Tabii hayatım bu kadar kötü değil. Hatta ve hatta hiç kötü değil. Sadece ben kendi kendimi depresyona sokmak için yer arıyorum. Mesela biraz iyi şeylerden bahsedeyim, Ali kendine bir iş buldu. Eski bir arkadaşının babasının şirketinde çalışıyordu ve oldukça mutluydu. İkinci iyi haber evdeki tüm eksiklikler tamamlandı.

Küçük prensesimin odası tam hayalimdeki gibi döşendi. Eksik olan tüm ayrıntılar halledildi. Salon için aklımda olan tüm aksesuarlar alındı, mutfaktaki eksikler halloldu. Evde hiçbir sorun yok. Her şey mükemmel ama ben ailemi çok özledim.

Ali'nin işten gelmesine yarım saat kala hızlıca masayı hazırladım ve pişen yemeklerin altını kapattım. Şimdi böyle söyleyince baya marifetli göründüm biliyorum ama alakası yoktu. Yaptığım yemekler tavuktan ve pilavdan ibaretti. Onuda annem sayesinde hallettim.

Gece paytak adımlarla yanıma geldiğinde dizlerimin üzerinde çöküp ona baktım. Üzerindeki elbise, küçük bacaklarını saran ince külotlu çorabı ve elbisesine uygun ayakkabıları ile oldukça tatlı görünüyordu.

"Bir şey mi istedin bebeğim?" Dedim gözünün önüne düşen saçı kulağının arkasına sıkıştırırken. Gülümsedi.

"Baba," dedi sorar bir tonda. O da en az benim kadar heyecanlıydı babası geleceği için. Her akşam böyle oluyordu.

"Birazdan gelecek böceğim, seninle oyun oynayalım mı?" Başını olumsuz anlamda sallandı ve küçük poposunu kıvırta kıvırta içeri gitti.

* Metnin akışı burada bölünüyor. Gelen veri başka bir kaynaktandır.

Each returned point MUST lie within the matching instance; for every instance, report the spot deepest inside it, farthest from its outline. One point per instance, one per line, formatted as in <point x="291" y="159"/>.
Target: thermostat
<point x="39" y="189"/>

Bir süredir böyleydik. Gece benimle oyun oynamaktan sıkılmıştı ve her akşam babasının gelmesi için bekleyip duruyordu. Ali geldiğinde beni görmüyordu bile. Ona sarılıyor ve öylece duruyordu omzunda. Geceleri benimle uyumuyordu, çoğunlukla Ali'nin omzunda uyuyakalıyordu.

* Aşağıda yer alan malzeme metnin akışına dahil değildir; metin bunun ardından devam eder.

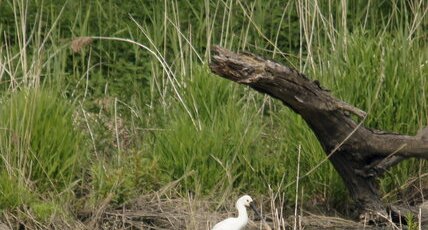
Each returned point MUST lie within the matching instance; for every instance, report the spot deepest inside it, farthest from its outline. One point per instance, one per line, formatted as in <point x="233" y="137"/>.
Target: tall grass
<point x="156" y="115"/>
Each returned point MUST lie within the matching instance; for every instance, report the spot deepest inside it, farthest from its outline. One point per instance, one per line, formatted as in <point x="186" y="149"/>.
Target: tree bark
<point x="359" y="154"/>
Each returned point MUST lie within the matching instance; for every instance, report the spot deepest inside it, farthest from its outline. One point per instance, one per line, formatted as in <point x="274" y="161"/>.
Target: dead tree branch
<point x="360" y="155"/>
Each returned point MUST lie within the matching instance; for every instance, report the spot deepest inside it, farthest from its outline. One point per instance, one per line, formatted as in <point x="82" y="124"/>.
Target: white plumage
<point x="237" y="223"/>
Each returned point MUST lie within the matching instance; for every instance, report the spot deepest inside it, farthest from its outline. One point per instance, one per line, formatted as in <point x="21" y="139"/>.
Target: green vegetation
<point x="121" y="118"/>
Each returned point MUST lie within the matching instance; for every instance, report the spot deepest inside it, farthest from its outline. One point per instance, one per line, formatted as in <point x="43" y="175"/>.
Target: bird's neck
<point x="242" y="215"/>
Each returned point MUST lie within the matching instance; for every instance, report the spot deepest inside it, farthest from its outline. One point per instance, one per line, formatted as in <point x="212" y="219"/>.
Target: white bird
<point x="238" y="223"/>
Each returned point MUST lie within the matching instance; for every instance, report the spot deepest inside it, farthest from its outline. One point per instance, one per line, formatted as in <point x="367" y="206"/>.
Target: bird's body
<point x="237" y="223"/>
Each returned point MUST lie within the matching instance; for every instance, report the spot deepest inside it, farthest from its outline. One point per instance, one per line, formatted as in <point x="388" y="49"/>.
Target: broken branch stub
<point x="359" y="154"/>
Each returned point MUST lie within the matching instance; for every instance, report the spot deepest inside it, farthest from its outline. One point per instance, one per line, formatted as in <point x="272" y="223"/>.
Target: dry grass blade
<point x="77" y="44"/>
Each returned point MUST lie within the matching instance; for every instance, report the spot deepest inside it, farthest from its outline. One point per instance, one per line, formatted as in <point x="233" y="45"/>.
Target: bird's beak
<point x="253" y="206"/>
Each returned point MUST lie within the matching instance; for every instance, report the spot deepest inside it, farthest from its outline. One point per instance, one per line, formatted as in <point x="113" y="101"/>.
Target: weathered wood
<point x="359" y="154"/>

Derin bir çekip doğruldum ve aynanın karşısına geçip üzerimi düzelttim. Eğer Gece Hanım bu akşam kendi yatağında uyursa sevgilimle vakit geçirmek istiyordum ama eminim ki bu akşamda saatini şaşmadan hemen yanımıza gelecek.

Üzerimdeki beli dar, etek kısmı bol bordo elbisemi biraz çekiştirip kısa boyunu uzatmaya çalıştım. Sanırım biraz abartılı olmuştum. Dudak büküp üzerimi değiştirmek için merdivenlere yöneldiğimde çalan kapıyla geç kaldığımı anladım. Gece benden önce koştu.

Yüzüme kocaman bir gülümseme yerleştirip heyecanlı kızımın yanına gittim ve kapıyı açtım. "Baba!" Gece ufak bir çığlık atarken babasının kollarına koştu. Ali onu kucağına alıp birkaç kere havaya fırlattı ve tombul yanaklarına öpücükler bıraktı.